The company and its customers expect to face ongoing challenges from COVID-19, including higher delivery and shipping costs, supply chain disruptions, and extended processing times. And Dynatronics also expects some continued volatility in the company’s business optimization.

Key financial highlights

– Total net sales of $ 12.2 million and gross profit margin of 19.1% (GAAP results).

– Continued net product sales of $ 9.8 million (non-GAAP financial measure).

– Net income of $ 2.9 million compared to a net loss of $ 2.3 million in the same quarter last year.

Notable events in the fourth quarter of fiscal year 21:

– Cost of sales and general and administrative expenses collectively affected by $ 1.0 million in costs related to optimization activities.

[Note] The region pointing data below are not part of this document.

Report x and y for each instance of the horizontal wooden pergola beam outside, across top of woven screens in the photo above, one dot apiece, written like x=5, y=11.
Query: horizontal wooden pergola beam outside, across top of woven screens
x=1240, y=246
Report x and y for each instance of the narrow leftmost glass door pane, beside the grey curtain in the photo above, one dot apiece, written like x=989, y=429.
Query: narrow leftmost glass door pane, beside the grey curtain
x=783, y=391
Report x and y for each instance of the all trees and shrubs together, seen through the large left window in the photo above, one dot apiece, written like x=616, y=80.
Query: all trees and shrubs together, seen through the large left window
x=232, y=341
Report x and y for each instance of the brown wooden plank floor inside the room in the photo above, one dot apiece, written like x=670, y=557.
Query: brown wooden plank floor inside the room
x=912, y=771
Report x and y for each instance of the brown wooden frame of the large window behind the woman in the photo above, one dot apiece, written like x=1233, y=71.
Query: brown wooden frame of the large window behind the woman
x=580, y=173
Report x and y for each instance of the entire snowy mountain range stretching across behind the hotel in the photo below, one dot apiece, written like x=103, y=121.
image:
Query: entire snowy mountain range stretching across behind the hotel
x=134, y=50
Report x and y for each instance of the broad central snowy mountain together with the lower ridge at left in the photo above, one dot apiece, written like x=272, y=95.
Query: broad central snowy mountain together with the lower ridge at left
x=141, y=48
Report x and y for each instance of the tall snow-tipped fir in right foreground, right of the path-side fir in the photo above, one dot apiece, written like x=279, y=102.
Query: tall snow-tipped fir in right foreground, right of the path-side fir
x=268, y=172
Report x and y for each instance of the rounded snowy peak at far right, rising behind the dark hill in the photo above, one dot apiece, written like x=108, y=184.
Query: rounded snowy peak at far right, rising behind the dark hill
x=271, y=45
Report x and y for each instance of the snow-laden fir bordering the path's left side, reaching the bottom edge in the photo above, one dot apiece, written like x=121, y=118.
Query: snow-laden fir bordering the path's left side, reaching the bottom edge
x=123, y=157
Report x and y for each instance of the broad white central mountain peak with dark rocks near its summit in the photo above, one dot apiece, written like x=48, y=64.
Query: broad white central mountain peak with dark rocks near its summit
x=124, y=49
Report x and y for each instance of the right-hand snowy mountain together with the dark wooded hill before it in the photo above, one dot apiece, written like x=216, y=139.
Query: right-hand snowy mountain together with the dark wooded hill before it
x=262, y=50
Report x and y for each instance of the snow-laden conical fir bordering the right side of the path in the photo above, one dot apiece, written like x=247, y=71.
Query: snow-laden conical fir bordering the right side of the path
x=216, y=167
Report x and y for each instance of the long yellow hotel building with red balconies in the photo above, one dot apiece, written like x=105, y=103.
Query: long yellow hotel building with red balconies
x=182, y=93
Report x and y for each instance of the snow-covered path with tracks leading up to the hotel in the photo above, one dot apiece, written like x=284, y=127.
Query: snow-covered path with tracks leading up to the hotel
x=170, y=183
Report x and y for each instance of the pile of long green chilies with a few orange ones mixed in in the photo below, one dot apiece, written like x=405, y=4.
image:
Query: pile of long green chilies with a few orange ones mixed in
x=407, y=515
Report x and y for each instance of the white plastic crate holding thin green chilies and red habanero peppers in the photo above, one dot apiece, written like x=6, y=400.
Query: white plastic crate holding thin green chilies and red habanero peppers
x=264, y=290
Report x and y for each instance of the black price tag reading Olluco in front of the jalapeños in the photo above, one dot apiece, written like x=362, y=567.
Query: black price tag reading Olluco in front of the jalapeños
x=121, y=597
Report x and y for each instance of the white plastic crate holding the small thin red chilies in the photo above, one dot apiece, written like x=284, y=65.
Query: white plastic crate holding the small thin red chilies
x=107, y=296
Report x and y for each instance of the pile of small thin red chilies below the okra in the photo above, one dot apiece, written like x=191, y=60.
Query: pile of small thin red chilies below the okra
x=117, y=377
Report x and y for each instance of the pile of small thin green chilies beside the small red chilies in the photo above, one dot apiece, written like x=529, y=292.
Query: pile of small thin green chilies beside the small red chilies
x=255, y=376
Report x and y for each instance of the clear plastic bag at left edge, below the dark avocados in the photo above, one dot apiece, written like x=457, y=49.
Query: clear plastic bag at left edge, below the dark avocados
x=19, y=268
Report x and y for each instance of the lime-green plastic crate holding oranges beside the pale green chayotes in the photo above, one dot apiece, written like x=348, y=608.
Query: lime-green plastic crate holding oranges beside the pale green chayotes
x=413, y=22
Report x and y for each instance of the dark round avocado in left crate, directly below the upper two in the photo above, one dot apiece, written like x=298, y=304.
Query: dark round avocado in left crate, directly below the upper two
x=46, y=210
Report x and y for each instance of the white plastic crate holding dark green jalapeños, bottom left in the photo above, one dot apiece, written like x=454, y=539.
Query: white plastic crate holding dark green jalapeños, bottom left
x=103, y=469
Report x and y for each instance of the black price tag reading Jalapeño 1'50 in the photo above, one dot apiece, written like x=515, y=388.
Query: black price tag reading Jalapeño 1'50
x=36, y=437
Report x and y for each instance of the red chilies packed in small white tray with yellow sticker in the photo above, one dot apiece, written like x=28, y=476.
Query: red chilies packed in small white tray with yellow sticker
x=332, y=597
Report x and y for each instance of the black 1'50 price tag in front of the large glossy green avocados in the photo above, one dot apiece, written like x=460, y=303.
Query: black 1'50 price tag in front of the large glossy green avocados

– Other income benefited from the cancellation of the PPP loan of $ 3.5 million, the employee retention credit of $ 0.9 million and the gain of $ 0.8 million on the sale of the former Tennessee manufacturing plant.

– No debt, zero line of credit balance and borrowing base of approximately $ 5.0 million at the end of the fourth quarter of fiscal ’21.

– Cash position of $ 6.1 million at the end of the fourth quarter of Fiscal ’21, the highest cash position in recent years.

– Dynatronics defines continuing net product sales as sales in the fourth quarter of fiscal ’21 on products that the company plans to continue to offer to customers in fiscal ’22.

Financial highlights for the year ’21

– Total net sales of $ 47.8 million and gross profit margin of 27.0% (GAAP results). Excluding the optimization exit activity costs of $ 0.5 million, the fiscal year 21 gross profit margin on total net sales would have been 28.0% (non-GAAP financial measure) .

Guidelines for the year ’22

– Forecasts of customer and dealer demand have given the company the confidence to launch net sales forecasts for fiscal year ’22.


“Customer and dealer reaction to Dynatronics’ optimization strategy has confirmed the changes and decisions we made in April 2021, and our transformation remains the top priority. Forecasting customer and dealer demand gave us the confidence to initiate revenue forecasting. We expect good progress in fiscal year ’22, with revenues benefiting our growing markets as we work to improve margins and create long-term value for our shareholders. “

– John Krier, CEO of Dynatronics

Disclaimer: This content is intended for informational purposes. Before you make an investment, you need to do your own analysis.